In his revealing preface, Shanley expresses his notions of certainty and uncertainty: “Doubt requires more courage than conviction does, and more energy; because conviction is a resting place and doubt is infinite—it is a passionate exercise” (ix). Doubt, he explains, has a dynamic, malleable nature that allows for change and growth, while certainty is an emotionally expedient refuge for those who are too scared to admit that they, in reality, “don’t know…anything”. Father Flynn, coinciding with this perception of obstinate sureness, says to Sister Aloysius, “even if you feel certainty, it is an emotion and not a fact” (55). Hypocritically, Sister Aloysius preaches emotional disconnectedness and concrete logic, when she does not practice them herself. While it can be said that Father Flynn and Sister James evidently represent doubt and Sister Aloysius certainty, it is unquestionable that Shanley does not endeavor to predispose an individual to favoring one side over the other.

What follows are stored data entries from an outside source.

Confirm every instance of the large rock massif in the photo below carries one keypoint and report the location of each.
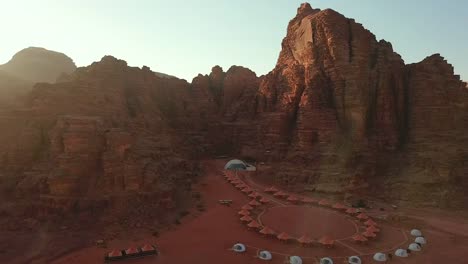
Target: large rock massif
(340, 113)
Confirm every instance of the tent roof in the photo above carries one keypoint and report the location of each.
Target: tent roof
(132, 250)
(247, 207)
(115, 253)
(283, 236)
(235, 164)
(324, 202)
(267, 231)
(244, 212)
(326, 240)
(246, 218)
(359, 237)
(147, 247)
(253, 224)
(305, 239)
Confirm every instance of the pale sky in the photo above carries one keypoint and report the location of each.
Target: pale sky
(184, 38)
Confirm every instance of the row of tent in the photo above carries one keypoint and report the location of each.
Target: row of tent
(131, 252)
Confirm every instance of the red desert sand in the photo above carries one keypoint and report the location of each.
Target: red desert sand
(218, 228)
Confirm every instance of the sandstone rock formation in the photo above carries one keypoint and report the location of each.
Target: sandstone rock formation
(340, 113)
(38, 65)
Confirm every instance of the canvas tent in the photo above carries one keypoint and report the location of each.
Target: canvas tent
(354, 260)
(148, 249)
(420, 240)
(114, 255)
(239, 248)
(416, 232)
(402, 253)
(265, 255)
(414, 247)
(326, 261)
(236, 165)
(380, 257)
(295, 260)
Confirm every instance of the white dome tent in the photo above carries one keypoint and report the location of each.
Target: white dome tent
(380, 257)
(354, 260)
(265, 255)
(295, 260)
(239, 248)
(416, 232)
(414, 247)
(402, 253)
(420, 240)
(235, 164)
(326, 261)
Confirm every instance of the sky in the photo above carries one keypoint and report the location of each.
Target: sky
(184, 38)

He prevents one from establishing pat conclusions about the characters, their motives, and the validity of their arguments. In doing this, he creates an interactive experience for the reader and audience member; the play is, in large part, a reflection of oneself and one’s core beliefs, and therefore, interpretations will vary from person to person. One thing, however, is certain with regard to verdict and truth: “There is no last word. That’s the silence under the chatter of our time”. Doubt warns us not to lose sight of the truth by seeing only what we expect or hope to see. Rather than admonishing suspicion, it admonishes lack of humility and the ability to view things through a different lens.